EAT changes redundancy law
Labour & European Law Review Weekly Issue 323 13 June 2013
In a recent decision, the Employment Appeal Tribunal overturned an employment tribunal’s finding that each Woolworths’ store amounted to an establishment for the purposes of collective redundancy consultation set out in section 188 of the Trade Union and Labour Relations (Consolidation) Act 1992 (TULRCA).
It held in Usdaw and ors v WW Realisation 1 Ltd (in liquidation) and Ethel Austin Ltd (in administration) that the duty to consult collectively applies where an employer proposes to make 20 or more employees redundant, irrespective of the number of redundancies in the individual workplace.

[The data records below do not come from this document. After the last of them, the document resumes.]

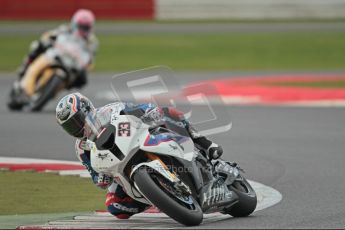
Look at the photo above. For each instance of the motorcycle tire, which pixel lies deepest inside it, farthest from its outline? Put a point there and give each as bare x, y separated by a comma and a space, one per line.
247, 199
12, 104
164, 201
46, 94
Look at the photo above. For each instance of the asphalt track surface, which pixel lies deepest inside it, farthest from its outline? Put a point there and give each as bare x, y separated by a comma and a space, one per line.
298, 151
180, 28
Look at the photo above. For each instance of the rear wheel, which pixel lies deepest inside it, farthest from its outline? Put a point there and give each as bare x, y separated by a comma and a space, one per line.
179, 206
46, 93
247, 199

Section 188 states: "Where an employer is proposing to dismiss as redundant 20 or more employees at one establishment within a period of 90 days or less, the employer shall consult about the dismissals all the persons who are appropriate representatives of any of the employees who may be affected."
This contrasts with the European Collective Redundancies Directive, which the UK legislation is supposed to mirror. It refers to “the establishments in question” which infers the employer’s business as a whole, irrespective of the number of workplaces.
The case was launched by shopworkers' union Usdaw after Woolworths and clothing retailer Ethel Austin went bust in 2008, with the loss of thousands of jobs. Although both chains collectively consulted as required under TULRCA, they did not consult in stores that employed fewer than 20 staff.
Usdaw argued that those employees were also entitled to be collectively consulted and the EAT has now agreed with that approach.
However, this is not the first time that the EAT has dealt with the point, there are now conflicting authorities at EAT level. In particular, in the 2002 case of MSF v Refuge Assurance plc and anor, the EAT appeared to accept an argument that although the provisions in section 188 were less protective than the Collective Redundancies Directive, it could not disapply section 188.
Given these conflicts, Thompsons will provide further analysis and a summary of the case once the EAT has given its reasons in writing.